The ECAT 953B was installed in 1991. This tomograph has full 3D acquisition capability enabling us to perform multiple studies with minimal radiation exposure to the subjects.Through a Canadian Foundation for Innovation (CFI) grant in conjunction with a BC Knowledge Development Fund grant, we have purchased a new High Resolution Research Tomograph from CTI PET Systems. This brain scanner has approximately 2 mm resolution with depth encoding LSO crystals. We also have a CFI award for the purchase of a dedicated small animal PET camera (microPET) which will be used in rodent models of disease as well as tracer development.
Dr. Lakshmi Yatham is studying schizophrenia and mood disorders using dopamine tracers and various serotonin receptor antagonists to assess the effect of a number of pharmaceutical interventions.

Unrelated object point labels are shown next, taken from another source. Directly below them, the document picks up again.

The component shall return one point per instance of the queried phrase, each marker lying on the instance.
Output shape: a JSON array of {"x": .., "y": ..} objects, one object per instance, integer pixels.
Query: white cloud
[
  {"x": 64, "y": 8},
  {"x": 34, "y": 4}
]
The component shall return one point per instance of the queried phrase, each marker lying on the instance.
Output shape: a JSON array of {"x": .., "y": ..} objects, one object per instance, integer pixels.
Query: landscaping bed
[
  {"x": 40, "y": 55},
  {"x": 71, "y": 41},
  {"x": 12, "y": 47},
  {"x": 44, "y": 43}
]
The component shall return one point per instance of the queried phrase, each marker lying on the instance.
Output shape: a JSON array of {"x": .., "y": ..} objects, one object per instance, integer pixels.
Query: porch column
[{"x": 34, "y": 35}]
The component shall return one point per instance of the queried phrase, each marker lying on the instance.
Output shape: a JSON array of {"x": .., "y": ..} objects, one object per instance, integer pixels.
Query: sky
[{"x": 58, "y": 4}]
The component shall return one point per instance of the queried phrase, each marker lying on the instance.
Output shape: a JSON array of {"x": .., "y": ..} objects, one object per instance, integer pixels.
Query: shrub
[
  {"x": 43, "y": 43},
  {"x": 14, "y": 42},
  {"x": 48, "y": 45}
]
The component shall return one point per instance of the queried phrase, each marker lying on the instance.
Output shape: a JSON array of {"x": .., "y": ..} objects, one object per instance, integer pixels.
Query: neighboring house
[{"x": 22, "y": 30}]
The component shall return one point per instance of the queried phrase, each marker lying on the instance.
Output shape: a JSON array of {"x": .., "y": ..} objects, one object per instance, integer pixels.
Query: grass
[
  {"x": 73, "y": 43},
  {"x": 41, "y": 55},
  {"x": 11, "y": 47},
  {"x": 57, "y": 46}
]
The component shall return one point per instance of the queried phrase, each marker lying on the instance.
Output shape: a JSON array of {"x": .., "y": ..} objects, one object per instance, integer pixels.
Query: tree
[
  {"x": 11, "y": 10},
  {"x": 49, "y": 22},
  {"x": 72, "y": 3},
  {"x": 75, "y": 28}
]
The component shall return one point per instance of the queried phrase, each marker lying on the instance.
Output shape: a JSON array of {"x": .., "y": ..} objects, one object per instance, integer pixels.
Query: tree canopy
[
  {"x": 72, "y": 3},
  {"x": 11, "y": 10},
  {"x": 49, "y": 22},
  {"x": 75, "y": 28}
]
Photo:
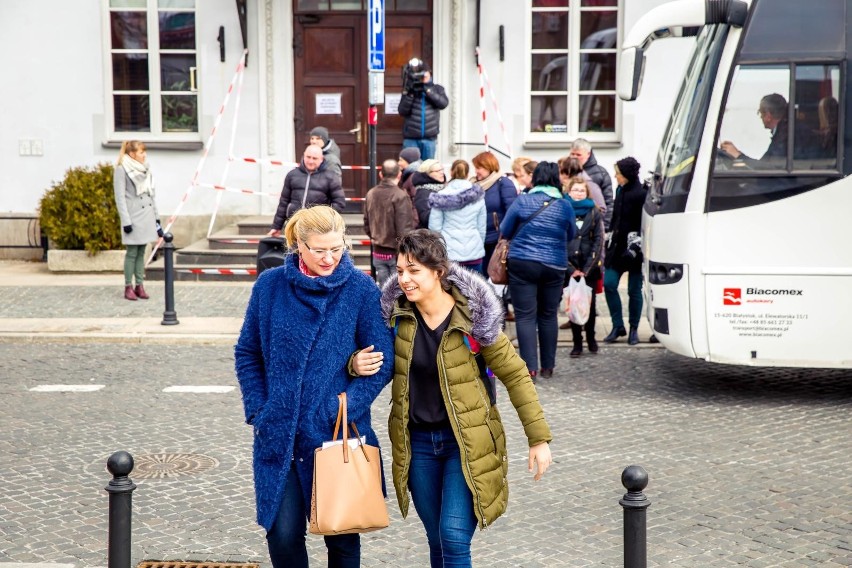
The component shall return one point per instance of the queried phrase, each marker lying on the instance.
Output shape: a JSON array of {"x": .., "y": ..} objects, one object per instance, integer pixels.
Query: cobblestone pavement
[
  {"x": 191, "y": 300},
  {"x": 748, "y": 467}
]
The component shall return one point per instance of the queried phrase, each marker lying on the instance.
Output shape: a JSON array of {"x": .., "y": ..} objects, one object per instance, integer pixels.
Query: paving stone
[{"x": 747, "y": 467}]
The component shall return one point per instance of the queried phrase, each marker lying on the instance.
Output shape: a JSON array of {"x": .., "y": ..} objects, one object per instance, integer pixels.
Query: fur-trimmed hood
[
  {"x": 457, "y": 194},
  {"x": 473, "y": 294}
]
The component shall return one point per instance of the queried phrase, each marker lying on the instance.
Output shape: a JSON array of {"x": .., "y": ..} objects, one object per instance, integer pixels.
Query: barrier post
[
  {"x": 635, "y": 479},
  {"x": 169, "y": 316},
  {"x": 120, "y": 490}
]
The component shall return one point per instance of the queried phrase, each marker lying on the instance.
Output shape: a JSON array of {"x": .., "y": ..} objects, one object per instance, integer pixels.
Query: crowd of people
[{"x": 317, "y": 327}]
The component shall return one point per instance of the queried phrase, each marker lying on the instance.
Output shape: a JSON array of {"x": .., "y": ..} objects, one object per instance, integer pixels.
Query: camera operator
[{"x": 421, "y": 104}]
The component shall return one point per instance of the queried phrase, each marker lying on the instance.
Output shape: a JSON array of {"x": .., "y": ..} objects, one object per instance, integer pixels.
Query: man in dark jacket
[
  {"x": 309, "y": 184},
  {"x": 421, "y": 105},
  {"x": 624, "y": 253},
  {"x": 330, "y": 149},
  {"x": 582, "y": 150},
  {"x": 387, "y": 217}
]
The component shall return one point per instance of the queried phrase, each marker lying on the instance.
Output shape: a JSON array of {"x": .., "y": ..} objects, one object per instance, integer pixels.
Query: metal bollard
[
  {"x": 120, "y": 490},
  {"x": 635, "y": 479},
  {"x": 169, "y": 316}
]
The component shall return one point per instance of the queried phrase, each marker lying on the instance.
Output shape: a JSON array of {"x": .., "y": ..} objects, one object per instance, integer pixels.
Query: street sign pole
[{"x": 376, "y": 68}]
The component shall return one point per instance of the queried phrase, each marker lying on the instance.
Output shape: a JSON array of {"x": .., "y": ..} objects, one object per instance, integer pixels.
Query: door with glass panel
[{"x": 330, "y": 76}]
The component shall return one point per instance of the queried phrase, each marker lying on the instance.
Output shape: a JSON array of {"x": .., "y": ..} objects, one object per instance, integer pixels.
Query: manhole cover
[
  {"x": 167, "y": 466},
  {"x": 159, "y": 564}
]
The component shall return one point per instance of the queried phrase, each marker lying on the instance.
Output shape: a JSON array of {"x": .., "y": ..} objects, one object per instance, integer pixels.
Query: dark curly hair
[{"x": 427, "y": 248}]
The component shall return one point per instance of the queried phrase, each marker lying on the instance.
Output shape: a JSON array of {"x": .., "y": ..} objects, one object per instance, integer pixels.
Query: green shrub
[{"x": 79, "y": 213}]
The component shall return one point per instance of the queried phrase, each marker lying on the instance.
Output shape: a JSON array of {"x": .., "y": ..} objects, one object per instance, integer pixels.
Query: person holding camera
[
  {"x": 421, "y": 104},
  {"x": 624, "y": 252}
]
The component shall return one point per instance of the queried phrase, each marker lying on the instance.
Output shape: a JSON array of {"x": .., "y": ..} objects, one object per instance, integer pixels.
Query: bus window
[
  {"x": 755, "y": 128},
  {"x": 768, "y": 106},
  {"x": 817, "y": 92}
]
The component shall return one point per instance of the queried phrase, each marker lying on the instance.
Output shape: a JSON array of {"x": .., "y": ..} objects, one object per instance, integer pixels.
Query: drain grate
[
  {"x": 167, "y": 466},
  {"x": 160, "y": 564}
]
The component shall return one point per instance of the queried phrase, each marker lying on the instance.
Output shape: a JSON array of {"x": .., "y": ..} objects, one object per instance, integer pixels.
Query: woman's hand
[
  {"x": 540, "y": 456},
  {"x": 367, "y": 362}
]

The major hypotheses that underpin our research efforts concern the etiopathogenesis of diseases of the dopamine and serotonin systems. Research techniques employed by the Group include positron emission tomography, autoradiography, immunohistochemistry, molecular biology, experimental surgery, and epidemiology. All of these are integrated in a setting where a major effort is invested in clinical expertise, so that carefully characterized patients from the Movement Disorders, Schizophrenia, and Mood Disorders Clinics have the opportunity to participate in research. To assist in modeling aging and disease we make extensive use of a colony of non-human primates.
The PET Program in Vancouver was established in 1980 as a collaboration between several departments within the Faculty of Medicine at the University of British Columbia and TRIUMF, Canada's National Laboratory for Nuclear and Particle Physics. The program is dedicated to basic research in neurology and psychiatry.